57-59 “You don’t have to be a genius to understand these things. Just use your common sense, the kind you’d use if, while being taken to court, you decided to settle up with your accuser on the way, knowing that if the case went to the judge you’d probably go to jail and pay every last penny of the fine. That’s the kind of decision I’m asking you to make.”
Friday of the Twenty-ninth Week in Ordinary Time
Commentary of the Day:
Pope Francis
Apostolic Exhortation « Evangelii Gaudium /The Joy of the Gospel» § 108-109 (trans. © copyright Libreria Editrice Vaticana)

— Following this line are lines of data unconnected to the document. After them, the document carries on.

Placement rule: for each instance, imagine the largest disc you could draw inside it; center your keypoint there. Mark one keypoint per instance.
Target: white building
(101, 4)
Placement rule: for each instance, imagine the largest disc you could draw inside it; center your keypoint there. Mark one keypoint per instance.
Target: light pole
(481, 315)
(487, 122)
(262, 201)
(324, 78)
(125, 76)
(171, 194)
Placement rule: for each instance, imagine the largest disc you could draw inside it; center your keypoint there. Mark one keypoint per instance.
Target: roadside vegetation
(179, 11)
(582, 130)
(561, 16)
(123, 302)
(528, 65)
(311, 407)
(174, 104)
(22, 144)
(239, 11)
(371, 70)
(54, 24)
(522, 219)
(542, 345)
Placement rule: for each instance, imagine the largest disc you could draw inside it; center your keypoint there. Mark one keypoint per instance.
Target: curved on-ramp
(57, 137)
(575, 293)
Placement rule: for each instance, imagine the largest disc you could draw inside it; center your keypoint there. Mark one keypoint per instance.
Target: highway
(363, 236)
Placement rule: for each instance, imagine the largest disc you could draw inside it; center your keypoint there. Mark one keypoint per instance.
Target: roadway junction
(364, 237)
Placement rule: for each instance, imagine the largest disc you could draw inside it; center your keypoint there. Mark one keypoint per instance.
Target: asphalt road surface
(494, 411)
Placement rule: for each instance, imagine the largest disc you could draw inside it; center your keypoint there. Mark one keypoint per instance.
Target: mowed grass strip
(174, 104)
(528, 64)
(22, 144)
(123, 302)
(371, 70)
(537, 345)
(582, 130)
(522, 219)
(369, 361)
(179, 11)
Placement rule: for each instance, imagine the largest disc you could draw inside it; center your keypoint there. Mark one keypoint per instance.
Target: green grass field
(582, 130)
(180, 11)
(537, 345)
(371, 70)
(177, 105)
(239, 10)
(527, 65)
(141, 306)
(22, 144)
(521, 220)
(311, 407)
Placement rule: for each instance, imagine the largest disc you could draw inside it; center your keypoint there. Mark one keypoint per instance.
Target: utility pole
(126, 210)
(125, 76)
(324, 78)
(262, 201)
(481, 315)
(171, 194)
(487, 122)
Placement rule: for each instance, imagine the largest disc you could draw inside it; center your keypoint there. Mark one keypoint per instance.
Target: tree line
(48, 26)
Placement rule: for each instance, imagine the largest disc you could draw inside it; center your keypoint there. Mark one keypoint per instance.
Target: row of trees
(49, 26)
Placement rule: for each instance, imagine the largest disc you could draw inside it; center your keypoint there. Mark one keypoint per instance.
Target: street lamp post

Reading the signs of the times
Whenever we attempt to read the signs of the times it is helpful to listen to young people and the elderly. Both represent a source of hope for every people. The elderly bring with them memory and the wisdom of experience, which warns us not to foolishly repeat our past mistakes. Young people call us to renewed and expansive hope, for they represent new directions for humanity and open us up to the future, lest we cling to a nostalgia for structures and customs which are no longer life-giving in today’s world.
Challenges exist to be overcome! Let us be realists, but without losing our joy, our boldness and our hope-filled commitment.